= State Defence Council (Lithuania) =

The State Defence Council (Valstybės gynimo taryba, VGT) is an institution that considers and coordinates the most important issues of Lithuanian Armed Forces, as provided for in Article 140 of the Constitution of Lithuania. The council determines the activities of institutions on the most important issues of ensuring security and defence. The council meetings are held at the Presidential Palace, Vilnius. The activities of the council are regulated by a special law on the VGT. None of the members of the council may delegate their powers to other persons.

== Meetings ==
Regular meetings of the council (usually monthly) are called and their agenda is approved by the president. All members of the council have the right to submit questions for consideration. Extraordinary meetings of the council are called by the president at his own request or at least at the request of one member of the council.
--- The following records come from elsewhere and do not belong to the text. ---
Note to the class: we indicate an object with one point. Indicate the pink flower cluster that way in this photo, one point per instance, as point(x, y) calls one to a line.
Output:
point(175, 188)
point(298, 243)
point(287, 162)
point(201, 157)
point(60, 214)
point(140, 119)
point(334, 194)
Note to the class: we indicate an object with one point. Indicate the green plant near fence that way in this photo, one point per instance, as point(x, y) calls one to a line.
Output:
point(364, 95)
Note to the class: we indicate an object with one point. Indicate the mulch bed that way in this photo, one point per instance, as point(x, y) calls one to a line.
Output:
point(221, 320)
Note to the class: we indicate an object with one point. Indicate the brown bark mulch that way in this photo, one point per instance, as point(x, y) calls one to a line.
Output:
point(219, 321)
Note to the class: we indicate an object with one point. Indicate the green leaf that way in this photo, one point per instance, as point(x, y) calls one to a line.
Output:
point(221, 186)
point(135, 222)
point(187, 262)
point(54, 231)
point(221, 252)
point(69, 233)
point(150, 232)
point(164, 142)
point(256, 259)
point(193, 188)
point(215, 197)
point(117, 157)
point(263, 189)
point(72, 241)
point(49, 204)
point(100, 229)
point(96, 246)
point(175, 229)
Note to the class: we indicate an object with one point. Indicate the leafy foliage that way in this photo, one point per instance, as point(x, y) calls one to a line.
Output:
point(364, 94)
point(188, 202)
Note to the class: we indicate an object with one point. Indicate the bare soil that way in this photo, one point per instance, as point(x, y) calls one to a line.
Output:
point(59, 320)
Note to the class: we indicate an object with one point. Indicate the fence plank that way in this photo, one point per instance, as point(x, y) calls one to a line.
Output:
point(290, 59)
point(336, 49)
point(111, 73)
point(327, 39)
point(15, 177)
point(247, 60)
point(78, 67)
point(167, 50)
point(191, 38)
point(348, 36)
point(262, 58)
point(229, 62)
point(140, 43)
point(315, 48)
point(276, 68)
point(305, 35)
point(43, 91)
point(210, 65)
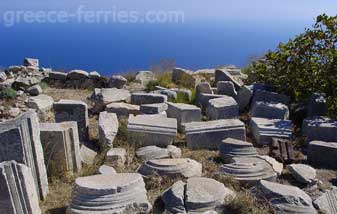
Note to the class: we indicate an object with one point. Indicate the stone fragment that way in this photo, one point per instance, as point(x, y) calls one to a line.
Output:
point(106, 194)
point(222, 108)
point(209, 134)
point(327, 203)
point(285, 198)
point(18, 191)
point(61, 147)
point(302, 173)
point(140, 98)
point(155, 108)
point(115, 157)
point(270, 110)
point(265, 129)
point(322, 154)
point(117, 81)
point(154, 152)
point(73, 110)
point(77, 75)
point(184, 113)
point(171, 167)
point(31, 62)
point(226, 88)
point(20, 141)
point(123, 109)
point(230, 148)
point(147, 130)
point(249, 170)
point(107, 128)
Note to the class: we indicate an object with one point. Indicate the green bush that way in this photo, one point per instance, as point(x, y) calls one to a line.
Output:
point(304, 65)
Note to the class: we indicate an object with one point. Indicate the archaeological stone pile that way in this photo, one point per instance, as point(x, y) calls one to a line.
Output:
point(282, 162)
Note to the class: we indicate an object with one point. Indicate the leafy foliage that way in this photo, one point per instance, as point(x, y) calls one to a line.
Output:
point(304, 65)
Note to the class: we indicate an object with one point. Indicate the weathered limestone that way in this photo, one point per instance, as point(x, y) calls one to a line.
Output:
point(197, 195)
point(184, 113)
point(147, 130)
point(106, 194)
point(209, 135)
point(61, 147)
point(115, 157)
point(285, 198)
point(270, 97)
point(322, 154)
point(20, 141)
point(140, 98)
point(270, 110)
point(222, 108)
point(321, 129)
point(123, 110)
point(18, 191)
point(302, 173)
point(171, 167)
point(73, 110)
point(230, 148)
point(249, 170)
point(265, 129)
point(155, 108)
point(155, 152)
point(107, 128)
point(327, 203)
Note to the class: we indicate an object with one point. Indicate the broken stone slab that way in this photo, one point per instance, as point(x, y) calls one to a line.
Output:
point(154, 152)
point(147, 130)
point(155, 108)
point(106, 194)
point(270, 110)
point(302, 173)
point(61, 147)
point(18, 190)
point(184, 167)
point(117, 81)
point(140, 98)
point(197, 195)
point(322, 154)
point(230, 148)
point(249, 170)
point(184, 113)
point(20, 141)
point(285, 198)
point(123, 110)
point(222, 108)
point(115, 157)
point(270, 97)
point(320, 129)
point(31, 62)
point(226, 88)
point(73, 110)
point(77, 75)
point(209, 134)
point(107, 128)
point(327, 203)
point(264, 130)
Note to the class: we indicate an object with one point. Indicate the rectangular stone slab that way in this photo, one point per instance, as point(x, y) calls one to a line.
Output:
point(209, 135)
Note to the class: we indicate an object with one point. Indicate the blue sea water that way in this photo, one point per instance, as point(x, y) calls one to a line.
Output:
point(115, 48)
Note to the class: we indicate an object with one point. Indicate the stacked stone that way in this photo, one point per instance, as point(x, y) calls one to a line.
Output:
point(18, 191)
point(20, 141)
point(197, 195)
point(171, 167)
point(106, 194)
point(147, 130)
point(209, 135)
point(61, 147)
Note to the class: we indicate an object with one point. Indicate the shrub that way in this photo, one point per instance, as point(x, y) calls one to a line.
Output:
point(304, 65)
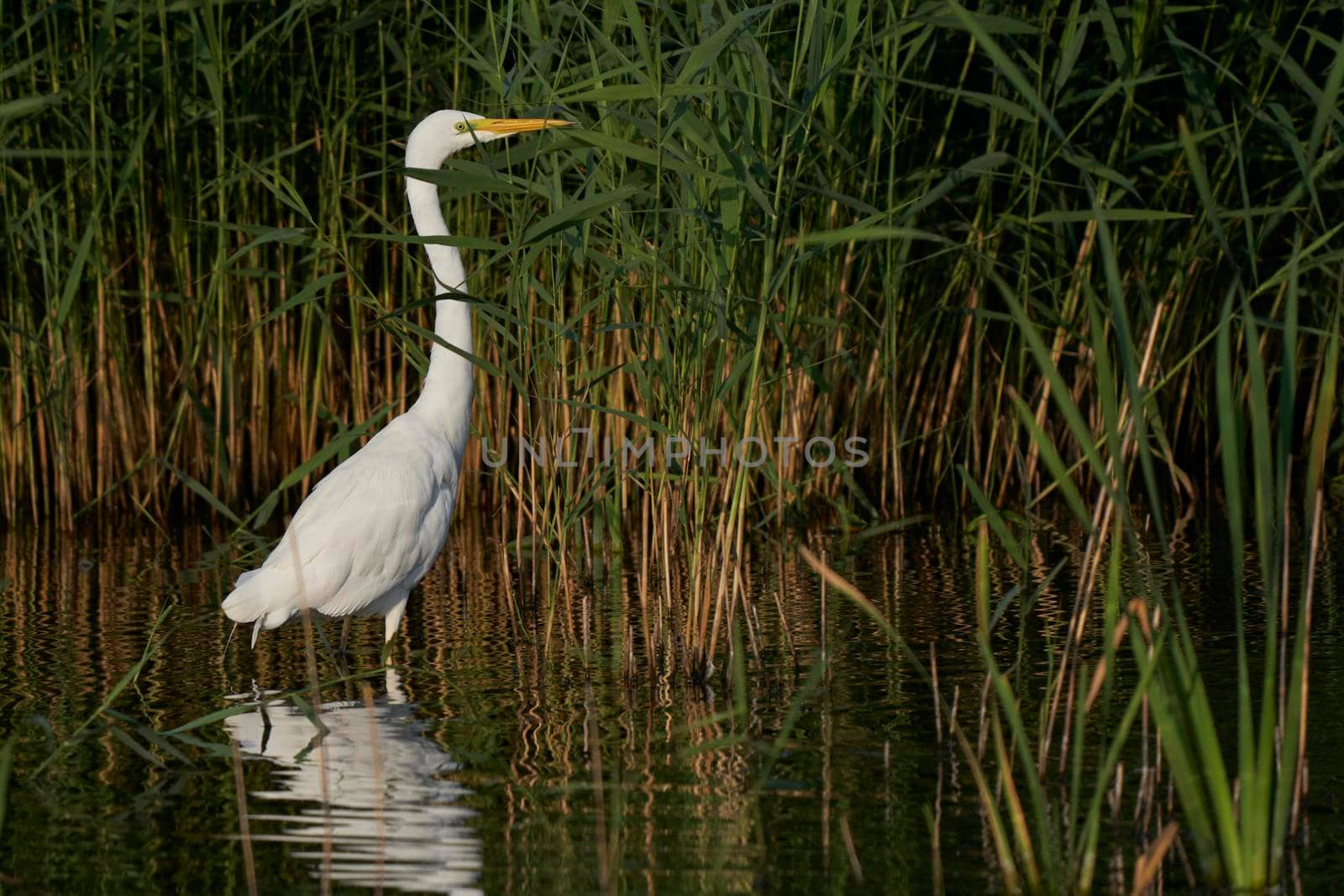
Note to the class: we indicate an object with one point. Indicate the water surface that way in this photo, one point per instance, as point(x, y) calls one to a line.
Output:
point(483, 763)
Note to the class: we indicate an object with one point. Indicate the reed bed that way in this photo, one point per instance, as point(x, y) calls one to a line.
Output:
point(1057, 268)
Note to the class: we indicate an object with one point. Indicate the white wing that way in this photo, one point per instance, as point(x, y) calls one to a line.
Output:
point(370, 528)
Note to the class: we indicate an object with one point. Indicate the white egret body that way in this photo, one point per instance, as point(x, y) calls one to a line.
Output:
point(374, 526)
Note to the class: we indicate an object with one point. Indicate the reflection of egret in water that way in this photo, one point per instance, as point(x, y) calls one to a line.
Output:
point(381, 813)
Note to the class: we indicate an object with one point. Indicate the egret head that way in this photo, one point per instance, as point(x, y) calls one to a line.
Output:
point(449, 130)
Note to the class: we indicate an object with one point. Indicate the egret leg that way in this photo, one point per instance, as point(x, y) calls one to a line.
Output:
point(391, 622)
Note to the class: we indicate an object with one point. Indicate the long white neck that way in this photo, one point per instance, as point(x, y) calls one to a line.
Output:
point(445, 401)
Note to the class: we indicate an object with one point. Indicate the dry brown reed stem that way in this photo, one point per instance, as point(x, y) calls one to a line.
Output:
point(1148, 867)
point(1104, 508)
point(1300, 783)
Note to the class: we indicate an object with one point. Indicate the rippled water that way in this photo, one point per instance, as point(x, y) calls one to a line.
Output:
point(480, 763)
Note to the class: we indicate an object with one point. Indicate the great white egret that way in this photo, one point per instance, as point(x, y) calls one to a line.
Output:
point(374, 526)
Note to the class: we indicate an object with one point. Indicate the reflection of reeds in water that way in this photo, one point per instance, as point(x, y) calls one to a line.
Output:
point(376, 805)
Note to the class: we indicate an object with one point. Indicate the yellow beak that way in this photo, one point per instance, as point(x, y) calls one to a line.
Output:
point(517, 125)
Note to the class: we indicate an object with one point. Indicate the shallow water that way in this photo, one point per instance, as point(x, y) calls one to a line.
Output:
point(481, 765)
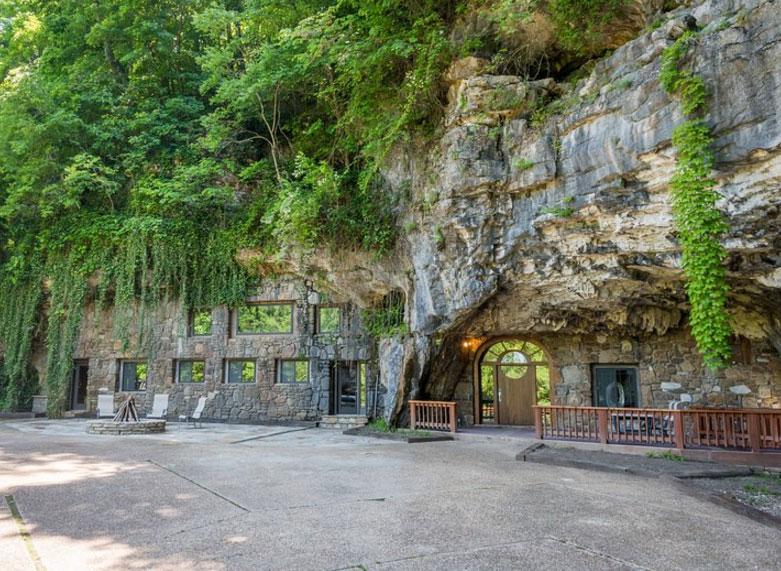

Meeting topics can include and have in the past included discussions on vehicle acquisition, and Lithuanian participation in foreign military operations.

== Composition ==

=== Permanent members ===

- President of Lithuania
- Prime Minister of Lithuania
- Speaker of the Seimas
- Minister of National Defense
- Chief of Defence
=== Invitations ===
The following are usually invited to council meetings:

- Chairman of the Seimas Committee on National Security and Defence
- Director of the State Security Department of Lithuania
- Minister of Internal Affairs

The president may also invite other people to meetings.